Achieve Better Visual Outcomes After Refractive Cataract Surgery

June is Cataract Awareness Month

Did you know that cataracts are the leading cause of blindness in the world? There are more than 25 million Americans estimated to have cataracts, clouding of the eye’s lens, causing blurry vision.

To ensure the opportunity for the best outcome for your patients, use PROKERA® for pre-cataract optimization.

In the recent annual American Society of Cataract and Refractive Surgery (ASCRS) Clinical Survey, it was noted that Ocular Surface Disease (OSD), including Dry-Eye Disease (DED), can affect the visual quality of patients undergoing keratorefractive and phacorefractive surgery significantly.8

In a survey done by the ASCRS in 2017, 83% of people indicated an algorithm for ocular surface diagnostics would be valuable due to lack of awareness of the most current OSD tools and guidelines.

THE IMPORTANCE OF OCULAR SURFACE OPTIMIZATION

Consequences of not treating Ocular Surface Diseases prior to Refractive Surgeries:

Intracular Lens (IOL) Calculation Errors

Preoperative lens measurements can be inaccurate, causing surgeons to implant the wrong type of lens, select the wrong lens power, misalign a toric lens, or even place astigmatism incisions at the wrong location.

Unsatisfactory Post-Surgical Visual Outcomes

A patient with a moderate to severe Ocular Surface Disease Index (OSDI) score can develop new visual symptoms in the postoperative period, which results in discomfort and overall dissatisfaction with the surgery.

New or Persistent OSD Signs & Symptoms

The ASCRS created a category of visually significant OSD with potentially adverse effects on visual quality and Snellen acuity, both pre & post-refractive cataract surgery. This new category determines whether the identified OSD sub-types will lead to refractive errors.

Reduced Retinal Image Quality

Tear film irregularities can reduce retinal image quality by 20% to 40% resulting in a residual reduction of retinal image quality after the cataract procedure.3

By treating OSD preoperatively, postoperative visual outcomes and patient satisfaction can be significantly improved. Furthermore, a greater proportion of patients report being “very satisfied” with their vision when there are no refractive errors.4

EVALUATION RESOURCES FOR OCULAR SURFACE OPTIMIZATION

The ASCRS Cornea Clinical Committee defines Visually Significant Ocular Surface Disease in the cataract population as8:

Any combination of:

  • Fluctuating vision that improves with blinking or lubrication
  • Highly elevated osmolarity and MMP-9
  • Irregular irregular fluctuating topography and/or aberrometry
  • Interblink increases in OSI
  • Irregular irregular astigmatism from corneal epithelial abnormatilies
  • Significant corneal staining

NON-VISUALLY SIGNIFICANT OSD (NVS-OSD)

e.g., Normal cornea, normal topography (regular astigmatism, no corneal stain, stable vision)

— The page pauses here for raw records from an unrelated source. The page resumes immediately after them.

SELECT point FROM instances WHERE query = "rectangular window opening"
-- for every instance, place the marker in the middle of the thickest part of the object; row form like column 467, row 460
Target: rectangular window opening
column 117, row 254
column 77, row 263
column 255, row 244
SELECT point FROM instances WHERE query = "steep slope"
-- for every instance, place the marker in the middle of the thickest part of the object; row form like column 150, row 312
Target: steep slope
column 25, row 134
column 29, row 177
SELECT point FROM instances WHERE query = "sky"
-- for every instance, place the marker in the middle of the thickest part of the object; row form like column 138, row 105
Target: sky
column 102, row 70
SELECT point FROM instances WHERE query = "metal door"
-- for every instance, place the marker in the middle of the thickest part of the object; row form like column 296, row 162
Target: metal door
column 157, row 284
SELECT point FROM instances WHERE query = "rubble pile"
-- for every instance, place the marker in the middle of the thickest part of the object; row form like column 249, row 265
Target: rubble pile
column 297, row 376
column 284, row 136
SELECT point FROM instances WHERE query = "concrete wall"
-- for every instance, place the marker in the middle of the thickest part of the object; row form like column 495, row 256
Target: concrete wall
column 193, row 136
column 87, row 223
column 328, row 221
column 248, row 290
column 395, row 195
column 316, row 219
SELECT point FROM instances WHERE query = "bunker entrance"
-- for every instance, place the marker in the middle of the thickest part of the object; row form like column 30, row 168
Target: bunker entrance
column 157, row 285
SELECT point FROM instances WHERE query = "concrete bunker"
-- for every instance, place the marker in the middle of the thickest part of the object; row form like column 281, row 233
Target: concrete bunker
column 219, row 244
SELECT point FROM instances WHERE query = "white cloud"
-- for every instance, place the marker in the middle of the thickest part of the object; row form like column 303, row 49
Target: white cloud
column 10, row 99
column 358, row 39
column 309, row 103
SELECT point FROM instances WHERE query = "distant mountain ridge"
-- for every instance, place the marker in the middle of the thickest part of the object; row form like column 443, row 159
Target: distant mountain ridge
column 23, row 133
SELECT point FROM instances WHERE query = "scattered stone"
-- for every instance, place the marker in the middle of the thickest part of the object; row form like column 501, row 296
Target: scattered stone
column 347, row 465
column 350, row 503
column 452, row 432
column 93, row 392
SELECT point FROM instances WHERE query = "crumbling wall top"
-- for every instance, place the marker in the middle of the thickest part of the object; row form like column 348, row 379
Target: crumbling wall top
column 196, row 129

  • Does not impact preoperative measurements or post-surgical refractive outcomes
  • Surgery proceeds
  • Prophylactic treatment and patient education

VISUALLY SIGNIFICANT OSD (VS-OSD)

e.g., corneal abnormality, central PEE, irregular irregular astigmatism, abnormal osmolarity, fluctuating vision, etc.

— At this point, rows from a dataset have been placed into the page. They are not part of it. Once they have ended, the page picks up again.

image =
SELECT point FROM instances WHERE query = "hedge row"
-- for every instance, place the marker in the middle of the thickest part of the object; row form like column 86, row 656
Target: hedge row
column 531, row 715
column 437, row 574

  • Can impact preoperative measurements and post-surgical outcomes
  • Surgery must be delayed & biometry rechecked
  • Requires intensive, rapid OSD treatment until condition is fully resolved

RMS Value
RMS Value can be an essential tool to quantify irregular & regular astigmatism.
0.3+ RMS indicates some degree of OSD.
0.4+ RMS indicates significant OSD usually involving a basement membrane dystrophy.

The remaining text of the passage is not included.